Players of the Programmatic Universe
The programmatic universe consists of tens of different players. I believe the raison d’etre of these players need to be examined, not only to know why they exist, but also for being able to assess how they can be utilized effectively.
The basic chain is: Advertiser-Agency-Trade Desk-DSP-Exchange-SSP-Network-Publisher-Audience.
I will not question the raison d’etre of advertiser, agency, publisher and audience, because three of them speak for themselves, and for the last one, agency, I would not dare question an institution that existed for a century now 🙂
So, let’s start with trade desk: These are specialized desks which utilize tools and human resources to align programmatic purchasing with the agency’s advertising composition/strategy. Every big agency has its own trade desk, Omnicom has Accuen, WPP has Xaxis and Quisma etc. This is pretty straight forward, the need is there, the justification is there.

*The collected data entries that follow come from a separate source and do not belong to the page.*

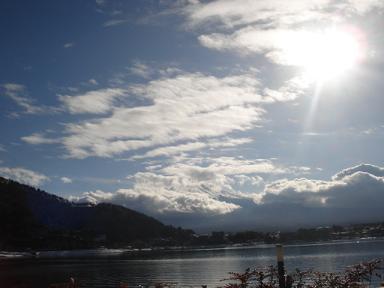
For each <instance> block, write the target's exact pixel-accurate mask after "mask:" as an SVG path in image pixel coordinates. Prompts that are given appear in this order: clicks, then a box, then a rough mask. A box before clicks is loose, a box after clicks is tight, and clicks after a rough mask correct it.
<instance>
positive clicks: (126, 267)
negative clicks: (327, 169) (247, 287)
mask: <svg viewBox="0 0 384 288" xmlns="http://www.w3.org/2000/svg"><path fill="white" fill-rule="evenodd" d="M284 252H285V267H286V270H287V272H288V273H289V272H290V271H293V270H294V269H295V268H299V269H310V268H313V269H315V270H316V271H324V272H325V271H341V270H343V269H344V268H345V267H346V266H348V265H352V264H357V263H359V262H361V261H365V260H371V259H374V258H384V240H360V241H348V242H329V243H320V244H307V245H286V246H285V247H284ZM58 256H60V257H59V258H58ZM39 257H40V258H35V259H21V258H20V259H17V258H16V257H15V258H14V259H12V260H2V261H0V287H2V288H3V287H4V288H8V287H36V288H37V287H38V288H43V287H48V286H49V284H52V283H58V282H65V281H66V280H67V279H69V277H74V278H76V279H78V280H79V283H80V287H118V285H119V283H120V282H124V283H127V284H129V287H138V286H139V285H143V286H144V287H145V286H148V285H150V284H153V283H158V282H168V283H169V282H171V283H175V284H177V287H201V285H202V284H205V285H208V287H217V286H223V285H224V284H225V282H222V281H220V280H221V279H224V278H227V277H228V272H230V271H234V272H242V271H244V270H245V269H246V268H247V267H251V268H255V267H263V266H266V265H271V264H276V256H275V246H274V245H258V246H251V247H250V246H248V247H227V248H216V249H189V250H185V251H170V252H167V253H157V254H150V253H149V254H147V255H146V256H143V257H142V258H143V259H129V258H130V257H128V256H127V254H125V252H124V251H122V250H94V251H72V252H69V251H67V252H44V253H41V254H40V256H39Z"/></svg>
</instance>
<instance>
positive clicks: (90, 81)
mask: <svg viewBox="0 0 384 288" xmlns="http://www.w3.org/2000/svg"><path fill="white" fill-rule="evenodd" d="M88 83H89V84H92V85H99V82H97V80H96V79H93V78H91V79H89V80H88Z"/></svg>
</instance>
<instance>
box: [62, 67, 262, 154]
mask: <svg viewBox="0 0 384 288" xmlns="http://www.w3.org/2000/svg"><path fill="white" fill-rule="evenodd" d="M103 91H104V90H103ZM129 91H130V95H135V96H136V97H138V98H141V99H146V101H147V102H148V103H149V104H150V105H145V106H137V107H124V106H115V107H114V108H113V110H112V114H111V115H110V116H108V117H104V118H96V119H92V120H88V121H84V122H81V123H78V124H75V123H72V124H67V126H66V133H67V134H68V135H67V136H65V137H64V138H63V144H64V146H65V147H66V149H67V150H68V152H69V156H70V157H74V158H84V157H89V156H101V157H110V156H111V155H114V154H118V153H121V152H125V151H130V150H136V149H139V148H149V147H152V146H156V145H165V144H166V145H168V144H171V143H175V142H177V141H186V140H189V141H191V140H196V139H199V138H201V137H218V136H223V135H225V134H227V133H230V132H233V131H236V130H240V131H243V130H247V129H250V128H252V127H253V126H254V125H255V124H256V123H258V122H259V121H260V119H261V116H262V114H263V113H264V111H263V109H262V108H260V107H258V106H257V105H256V104H258V103H261V102H263V101H264V99H263V97H262V96H260V95H259V94H258V91H259V82H258V81H257V79H256V78H255V77H254V75H247V74H245V75H238V76H228V77H224V78H216V77H213V76H207V75H203V74H199V73H195V74H181V75H177V76H175V77H172V78H161V79H159V80H154V81H150V82H148V83H147V84H143V85H135V86H132V87H130V88H129ZM122 93H123V92H120V90H119V92H118V93H112V97H105V93H103V95H102V96H101V97H100V101H94V97H90V96H91V95H90V94H88V93H87V94H86V96H78V97H75V98H71V97H69V96H68V97H67V98H64V99H65V100H66V101H67V106H68V107H71V108H69V109H71V110H72V111H73V113H74V112H81V111H84V110H85V109H86V110H87V111H89V112H91V111H93V112H95V111H99V112H105V111H108V110H111V109H112V107H113V106H112V105H113V99H114V98H115V97H120V95H121V94H122ZM92 96H93V95H92ZM111 98H112V99H111ZM64 99H63V98H62V101H63V100H64ZM96 99H98V98H96ZM106 99H107V100H106ZM80 100H81V101H80ZM84 100H87V101H86V102H88V100H89V102H91V103H90V104H89V105H88V106H87V105H85V104H84V103H83V102H84ZM72 101H73V102H72ZM80 104H81V105H80ZM92 105H93V106H96V107H93V106H92ZM90 107H92V108H90Z"/></svg>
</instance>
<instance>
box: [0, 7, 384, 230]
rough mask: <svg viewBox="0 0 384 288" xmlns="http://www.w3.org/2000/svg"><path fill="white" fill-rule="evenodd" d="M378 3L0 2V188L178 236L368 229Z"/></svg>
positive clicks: (383, 121) (379, 168) (373, 119)
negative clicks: (77, 202) (195, 230)
mask: <svg viewBox="0 0 384 288" xmlns="http://www.w3.org/2000/svg"><path fill="white" fill-rule="evenodd" d="M383 12H384V1H383V0H364V1H359V0H305V1H304V0H292V1H285V0H254V1H253V0H231V1H229V0H214V1H198V0H190V1H187V0H185V1H182V0H181V1H168V0H158V1H155V0H152V1H149V0H142V1H138V0H137V1H134V0H133V1H122V0H96V1H93V0H68V1H58V0H54V1H51V0H49V1H48V0H46V1H44V0H41V1H21V0H3V1H1V2H0V35H1V45H0V67H1V69H0V112H1V114H0V117H1V121H0V129H1V138H0V175H1V176H3V177H6V178H11V179H14V180H16V181H20V182H22V183H26V184H29V185H32V186H34V187H39V188H41V189H44V190H45V191H48V192H49V193H54V194H56V195H59V196H61V197H64V198H67V199H69V200H71V201H76V202H85V201H86V202H91V203H100V202H111V203H115V204H119V205H123V206H125V207H128V208H131V209H135V210H138V211H140V212H143V213H146V214H148V215H151V216H154V217H156V218H158V219H160V220H161V221H163V222H164V223H166V224H172V225H176V226H179V225H180V226H183V227H186V228H193V229H195V230H196V231H209V230H244V229H266V230H268V229H269V230H272V229H294V228H297V227H307V226H308V227H313V226H316V225H330V224H347V223H357V222H369V221H379V220H382V219H383V217H384V210H383V209H382V207H384V153H382V147H383V140H384V113H382V109H383V107H384V98H383V91H384V82H383V81H382V75H383V73H384V62H383V60H384V55H383V51H384V29H383V28H384V17H383Z"/></svg>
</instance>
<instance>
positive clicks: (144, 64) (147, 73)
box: [129, 61, 153, 79]
mask: <svg viewBox="0 0 384 288" xmlns="http://www.w3.org/2000/svg"><path fill="white" fill-rule="evenodd" d="M129 71H130V72H131V73H132V74H134V75H136V76H140V77H142V78H144V79H148V78H150V76H151V74H152V73H153V69H152V68H151V67H149V66H148V65H147V64H145V63H142V62H140V61H135V62H134V63H133V65H132V66H131V67H130V68H129Z"/></svg>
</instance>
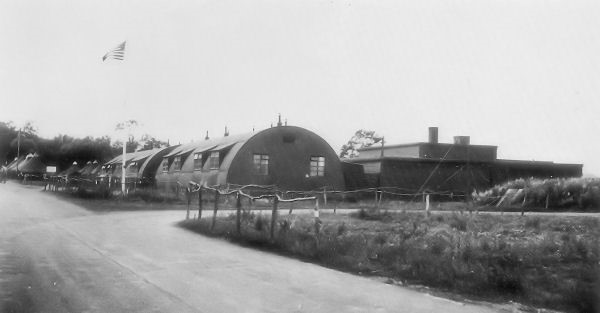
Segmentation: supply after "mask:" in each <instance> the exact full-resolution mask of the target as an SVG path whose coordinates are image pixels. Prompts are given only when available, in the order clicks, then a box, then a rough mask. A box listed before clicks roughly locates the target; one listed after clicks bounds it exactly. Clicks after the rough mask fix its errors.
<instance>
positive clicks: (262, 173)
mask: <svg viewBox="0 0 600 313" xmlns="http://www.w3.org/2000/svg"><path fill="white" fill-rule="evenodd" d="M253 162H254V174H258V175H269V155H267V154H255V155H254V159H253Z"/></svg>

Next three, DSP-Exchange-SSP is where it gets dirty. An exchange can easily dismiss the need for DSPs and SSPs by arguing that an exchange that brings together buyers and suppliers is all we need in this already complex universe. DSPs and SSPs can do the same for exchange, defending that exchanges need not be, because DSPs can directly communicate with SSPs.
I believe, as a publisher network, SSP is a must have. To be able to maximize revenues, a publisher must work with multiple SSPs, because it is an SSP who assumes to advocate the value of those impressions and to communicate that value to the DSPs. A DSP or exchange cannot do bid optimization (compare bids coming from demand and use historical data to set price floors) because that would be against the benefit of the demand side.
From an agency point of view, a DSP is a must have as well. Minimizing the cost of those impressions, aggregation of supply and targeting capabilities are what the trade desks look for when they link to a DSP.
The weakest player of the three is obviously exchange. It can neither side with the agency, nor the publisher. However, for high-scale publishers and publisher networks which have close relationships with agencies, exchanges can easily be an optimal solution: Trade Desk-DSP-Exchange-Publisher/Network. In this scenario, creating demand for their inventory is in your own hands. One exception is Google Adx, which has its own “default” demand of Adwords as a giant buyer.
In the end,I believe multiple paths of connecting supply to demand (DSP-SSP-Publisher, DSP-Exchange-Publisher) can and should be utilized, by constructing a waterfall.
That leaves us with the reason d’etre of publisher networks. The synergy of representing multiple publishers is very apparent. We represent our publishers with a sales team of 20 people, specialized by industry and display/video/mobile verticals. Our operations team consists of 18 people. No publisher, except for a few giants maybe, is big enough to justify such a structure. Programmatically, the synergy strengthens further, due to the fact that our networks capability and know-how is extremely higher than that of a typical publisher. We currently have over 20 partners in programmatic. We have around 10 simultaneous tests going on, with new partners, testing new ad models, new deals. This is also hard to achieve for a standalone publisher.
In addition to the “basic” flow, DMPs, creative optimizers, verification and measurement companies coexist in the programmatic universe, penetrating the basic chain at multiple points. DMPs are arguably the most critical players within this subset and deserve to be a different post’s subject altogether.